The Royal Way

A poem by Joseph Horatio Chant

Perfection ever is the price of toil.
Of marchings long, and hardships by the way,
Of burdens borne, oft in the heat of day,
'Tis then as right the victor claims the spoil.

The world admires the wreath upon his brow,
But he alone can tell how much it cost,
And how to gain it he had all things lost.
Results men see, but not the when, or how.

The stately elm which rears its head so high,
And spreads abroad so gracefully its boughs,
Beneath which may repose a herd of cows,
Grows under ground as well as toward the sky.

The bridge which spans the swiftly-flowing stream
O'er which the iron horse, by night and day,
With heavy tread speeds on its busy way,
Rests not on sand, nor slender post and beam.

Below the shifting sand, on solid rock,
The mason safely laid the buttress stone,
And labored long before his work was shown;
But he built well--his work endures each shock.

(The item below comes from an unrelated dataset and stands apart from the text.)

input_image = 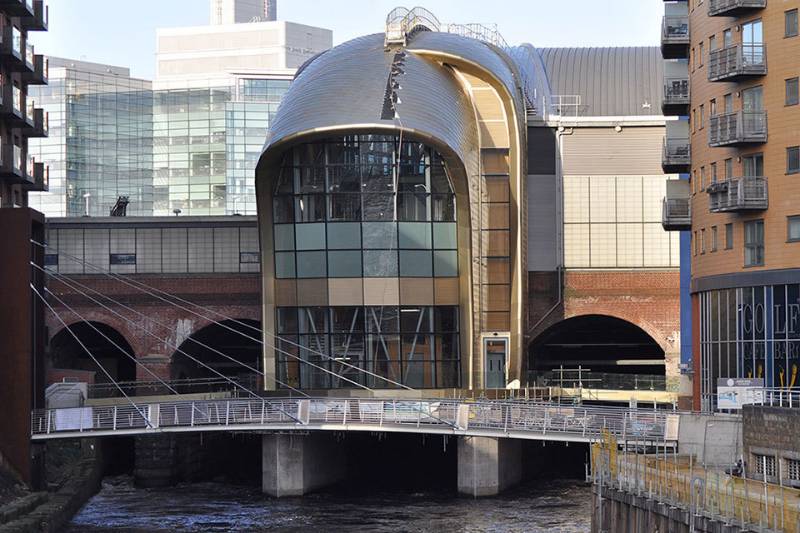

This work takes time; we chafe at the delay
And try to gain the summit at a bound,
But find full soon our hopes dashed to the ground;
Yet there remains for all the royal way.

And he who would true eminence attain
Must heed the word of Him who came to serve,
Nor from this path a single moment swerve,
If he the great reward would surely gain.

This is the royal way--to serve in love--
Servant to servants ever aim to be
Like Him who gave His life to ransom thee;
Then shalt thou sit with Him on throne above.